If there was a moment in which Grace knew that her obsession didn’t trump the rights of others to just be left alone, that was it. She knew that while she meant Daphne Middleton no harm whatsoever, there was no way that her appearance on her doorstep could be anything but harmful. She was there to get something. She wasn’t there to give Daphne anything-not new information, not closure, not comfort. She was a leech, a parasite.

And yet she persisted.

“I’m not,” Grace said. “I’m doing this to help my sister.” Even those words rang a little hollow. It was true that she’d been counseled her entire life that she was doing this for her sister’s memory, that the truth that had eluded her family was something that was owed to Sissy. It was no longer about that. Not really. It was really about what she had to prove.

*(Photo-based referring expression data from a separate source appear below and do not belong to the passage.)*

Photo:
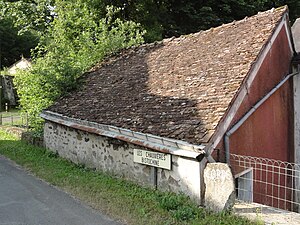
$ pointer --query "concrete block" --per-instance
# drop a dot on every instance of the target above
(220, 188)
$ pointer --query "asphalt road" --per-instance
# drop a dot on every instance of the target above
(25, 200)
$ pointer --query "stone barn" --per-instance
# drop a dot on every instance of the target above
(158, 113)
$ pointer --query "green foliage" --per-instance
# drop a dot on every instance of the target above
(166, 18)
(12, 44)
(76, 40)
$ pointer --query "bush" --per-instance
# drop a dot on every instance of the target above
(75, 41)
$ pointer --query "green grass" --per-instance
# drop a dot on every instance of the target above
(118, 198)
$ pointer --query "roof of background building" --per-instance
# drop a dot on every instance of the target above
(179, 88)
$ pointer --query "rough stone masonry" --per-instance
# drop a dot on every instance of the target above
(220, 188)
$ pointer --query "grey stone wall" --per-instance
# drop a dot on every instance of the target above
(116, 157)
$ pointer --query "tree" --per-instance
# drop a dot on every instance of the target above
(76, 40)
(14, 45)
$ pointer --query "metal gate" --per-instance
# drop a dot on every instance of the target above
(266, 181)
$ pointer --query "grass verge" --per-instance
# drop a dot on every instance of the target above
(118, 198)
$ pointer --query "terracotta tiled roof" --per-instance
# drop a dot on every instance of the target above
(179, 88)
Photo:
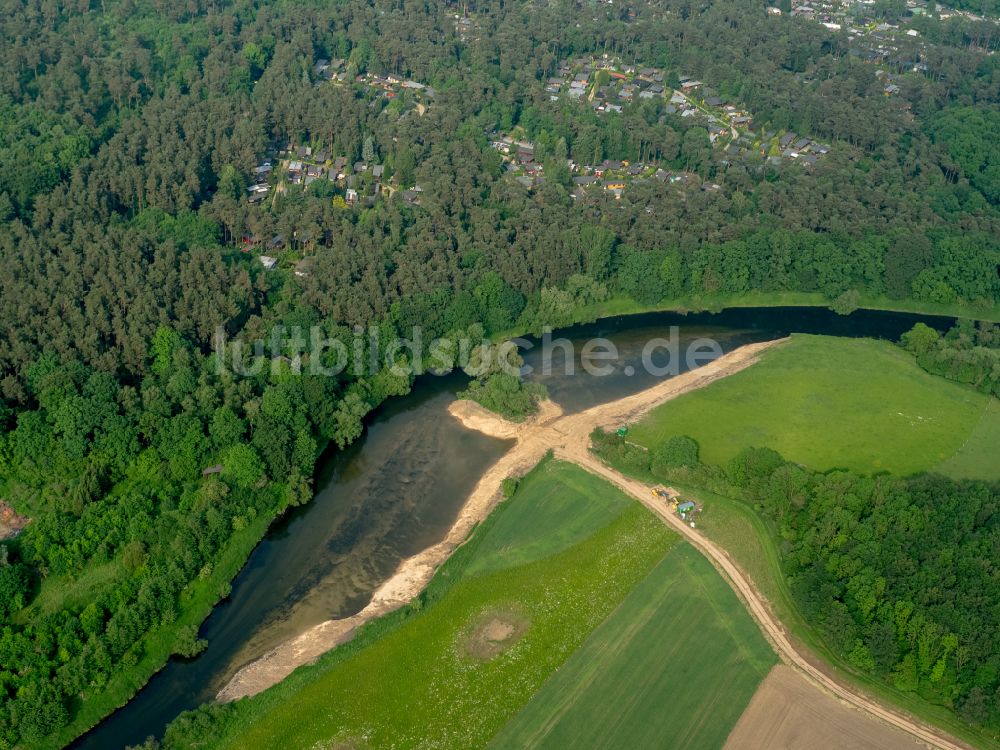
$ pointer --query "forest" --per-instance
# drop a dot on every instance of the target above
(129, 132)
(897, 575)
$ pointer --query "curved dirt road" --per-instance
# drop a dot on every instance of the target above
(569, 437)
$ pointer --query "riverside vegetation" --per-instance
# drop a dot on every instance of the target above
(124, 220)
(894, 572)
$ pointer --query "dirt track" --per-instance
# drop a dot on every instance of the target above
(569, 437)
(549, 429)
(788, 712)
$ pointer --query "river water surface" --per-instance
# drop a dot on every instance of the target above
(399, 488)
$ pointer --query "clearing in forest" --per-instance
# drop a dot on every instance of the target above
(674, 666)
(829, 403)
(500, 617)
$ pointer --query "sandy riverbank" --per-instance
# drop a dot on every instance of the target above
(549, 429)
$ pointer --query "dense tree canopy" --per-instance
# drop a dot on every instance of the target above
(130, 130)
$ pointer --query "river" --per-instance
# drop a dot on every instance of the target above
(398, 489)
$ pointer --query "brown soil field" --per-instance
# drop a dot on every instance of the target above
(788, 712)
(492, 634)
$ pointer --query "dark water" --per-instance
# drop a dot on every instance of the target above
(398, 490)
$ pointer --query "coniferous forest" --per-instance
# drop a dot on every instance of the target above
(131, 131)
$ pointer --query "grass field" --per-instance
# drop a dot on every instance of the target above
(674, 666)
(546, 569)
(828, 403)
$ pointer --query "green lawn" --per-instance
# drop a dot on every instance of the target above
(977, 458)
(556, 572)
(828, 403)
(566, 506)
(674, 666)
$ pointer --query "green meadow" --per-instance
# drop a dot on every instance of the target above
(828, 402)
(674, 666)
(504, 613)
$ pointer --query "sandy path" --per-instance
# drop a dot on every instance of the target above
(549, 429)
(569, 437)
(788, 712)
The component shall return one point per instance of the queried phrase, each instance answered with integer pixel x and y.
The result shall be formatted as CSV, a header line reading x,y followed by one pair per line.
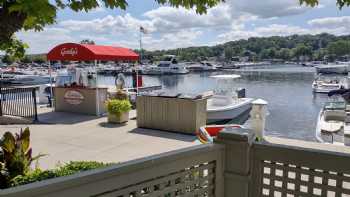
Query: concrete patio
x,y
68,137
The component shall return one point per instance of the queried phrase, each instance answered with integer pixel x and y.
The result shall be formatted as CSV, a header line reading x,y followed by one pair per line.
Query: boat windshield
x,y
163,65
339,105
167,58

Daphne moved the door open a bit more, letting the light fall on her face. “Come in,” she said, her tone more resigned than welcoming. “But please, don’t make me have to move again. Don’t tell anyone you’ve found me. You have no idea what it’s like living in the shadow of that man.”

Grace didn’t say what was going through her mind just then: Yes, I do.

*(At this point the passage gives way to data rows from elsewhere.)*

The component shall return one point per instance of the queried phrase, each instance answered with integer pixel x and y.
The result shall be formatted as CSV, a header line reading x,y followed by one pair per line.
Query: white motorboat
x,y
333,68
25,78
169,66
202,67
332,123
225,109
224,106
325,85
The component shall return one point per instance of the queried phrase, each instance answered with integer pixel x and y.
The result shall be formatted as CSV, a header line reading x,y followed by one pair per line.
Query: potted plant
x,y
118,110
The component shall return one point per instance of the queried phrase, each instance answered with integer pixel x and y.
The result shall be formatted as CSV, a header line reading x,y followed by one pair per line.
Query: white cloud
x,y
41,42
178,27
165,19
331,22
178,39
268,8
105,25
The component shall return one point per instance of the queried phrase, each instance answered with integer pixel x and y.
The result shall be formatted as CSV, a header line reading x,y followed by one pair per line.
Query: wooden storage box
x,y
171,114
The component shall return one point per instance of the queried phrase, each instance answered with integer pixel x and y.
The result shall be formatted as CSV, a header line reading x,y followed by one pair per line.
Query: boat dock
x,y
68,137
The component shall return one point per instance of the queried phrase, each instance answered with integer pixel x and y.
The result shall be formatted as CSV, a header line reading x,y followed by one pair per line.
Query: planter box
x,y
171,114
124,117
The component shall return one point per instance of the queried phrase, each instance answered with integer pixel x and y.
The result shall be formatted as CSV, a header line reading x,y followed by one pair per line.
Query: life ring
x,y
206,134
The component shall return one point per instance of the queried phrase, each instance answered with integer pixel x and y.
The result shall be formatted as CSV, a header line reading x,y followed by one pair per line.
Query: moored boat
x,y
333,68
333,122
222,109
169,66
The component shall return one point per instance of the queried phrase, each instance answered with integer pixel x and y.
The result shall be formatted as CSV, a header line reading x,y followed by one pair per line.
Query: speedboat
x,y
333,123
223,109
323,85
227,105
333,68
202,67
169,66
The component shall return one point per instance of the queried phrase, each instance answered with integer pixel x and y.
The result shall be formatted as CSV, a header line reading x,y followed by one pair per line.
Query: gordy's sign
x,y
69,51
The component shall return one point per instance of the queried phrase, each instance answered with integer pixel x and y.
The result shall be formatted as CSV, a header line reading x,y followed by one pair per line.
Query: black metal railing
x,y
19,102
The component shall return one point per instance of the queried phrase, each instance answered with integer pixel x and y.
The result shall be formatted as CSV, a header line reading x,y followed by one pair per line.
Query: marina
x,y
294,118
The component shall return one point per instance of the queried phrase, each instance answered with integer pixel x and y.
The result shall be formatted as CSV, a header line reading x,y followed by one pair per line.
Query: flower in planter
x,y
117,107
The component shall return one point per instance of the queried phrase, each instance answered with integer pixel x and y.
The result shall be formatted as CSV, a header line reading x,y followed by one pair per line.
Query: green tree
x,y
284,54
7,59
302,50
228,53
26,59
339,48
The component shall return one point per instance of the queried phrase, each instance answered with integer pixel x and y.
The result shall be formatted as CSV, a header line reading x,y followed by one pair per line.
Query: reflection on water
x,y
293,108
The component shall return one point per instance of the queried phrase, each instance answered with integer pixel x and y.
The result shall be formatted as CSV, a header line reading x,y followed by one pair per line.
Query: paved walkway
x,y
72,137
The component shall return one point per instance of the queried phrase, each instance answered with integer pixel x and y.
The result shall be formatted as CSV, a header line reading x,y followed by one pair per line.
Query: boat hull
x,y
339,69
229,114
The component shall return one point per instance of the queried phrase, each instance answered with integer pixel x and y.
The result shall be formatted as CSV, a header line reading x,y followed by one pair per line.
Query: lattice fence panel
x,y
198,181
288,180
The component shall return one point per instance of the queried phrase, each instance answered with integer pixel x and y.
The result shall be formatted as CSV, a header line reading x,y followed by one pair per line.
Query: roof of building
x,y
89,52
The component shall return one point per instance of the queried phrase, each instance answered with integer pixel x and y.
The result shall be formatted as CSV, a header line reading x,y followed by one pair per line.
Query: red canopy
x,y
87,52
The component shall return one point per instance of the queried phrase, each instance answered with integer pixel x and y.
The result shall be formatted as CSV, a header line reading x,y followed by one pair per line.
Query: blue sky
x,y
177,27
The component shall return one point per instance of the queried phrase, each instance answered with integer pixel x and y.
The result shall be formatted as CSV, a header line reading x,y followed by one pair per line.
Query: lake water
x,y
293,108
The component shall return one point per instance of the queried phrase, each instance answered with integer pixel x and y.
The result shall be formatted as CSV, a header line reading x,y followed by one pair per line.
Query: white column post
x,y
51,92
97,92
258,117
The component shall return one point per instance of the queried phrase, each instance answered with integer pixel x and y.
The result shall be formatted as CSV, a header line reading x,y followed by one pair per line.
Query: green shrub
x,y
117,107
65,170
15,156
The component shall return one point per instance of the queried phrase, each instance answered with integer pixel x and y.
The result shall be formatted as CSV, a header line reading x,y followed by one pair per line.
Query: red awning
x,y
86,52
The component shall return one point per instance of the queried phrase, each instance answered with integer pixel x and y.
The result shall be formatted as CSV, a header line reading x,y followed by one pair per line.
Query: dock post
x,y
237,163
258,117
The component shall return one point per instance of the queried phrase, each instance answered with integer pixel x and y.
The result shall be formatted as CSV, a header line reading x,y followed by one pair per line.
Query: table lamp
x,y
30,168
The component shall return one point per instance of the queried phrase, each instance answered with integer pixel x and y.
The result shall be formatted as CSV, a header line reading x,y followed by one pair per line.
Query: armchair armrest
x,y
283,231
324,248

The condo was spotless and modern. A pair of black Barcelona chairs flanked a gas fireplace. A glass coffee table with a Nambe bowl as its centerpiece was placed in front of a bright red leather sofa, also Italian, like the Barcelona chairs. Daphne Middleton had excellent taste and a flair for the dramatic.

“Coffee’s brewing,” she said. “Follow me.”

Daphne led Grace to the kitchen, where an automatic coffeemaker beeped, indicating that it had just finished brewing. She poured a cup for herself and one for the detective. They sat at the kitchen table and talked. First Grace told her about Tricia and her mother, and how their lives had been wrapped up in the drama of a serial killer. It was part therapy, part fact finding.

“I think your mother wrote to me back in the late 1980s,” Daphne said.

Grace nodded. “I’m sure she did. My mother wrote to anyone with a connection to him, from his grade school teachers on up to a cellmate he had in Florida.”

“I see. I’m in excellent company, then,” Daphne said without a bit of irony.

Grace liked Daphne. Despite all of it, she could still find something in the darkness that made one smile.

Daphne looked up. “Sugar? Milk?”

Grace shook her head. In the middle of the conversation they were having there was room for the mundane. It was odd and comforting at the same time.

“Black’s fine,” she said.

She examined the woman in early sixties across from her. She wore a pair of gold hoops and a necklace fashioned of stars linked together. Her brows were dark and they moved as she spoke. She was beautiful and expressive and she’d been through a lot.

Daphne was the only Ted victim who had chosen to be with him, then rejected him.

“I know what you’re thinking. I know what everyone thinks. If I didn’t kick him to the curb, those girls would still be alive. Your sister would still be alive. All of them. Live with that for a little while and come back here and tell me how that feels.”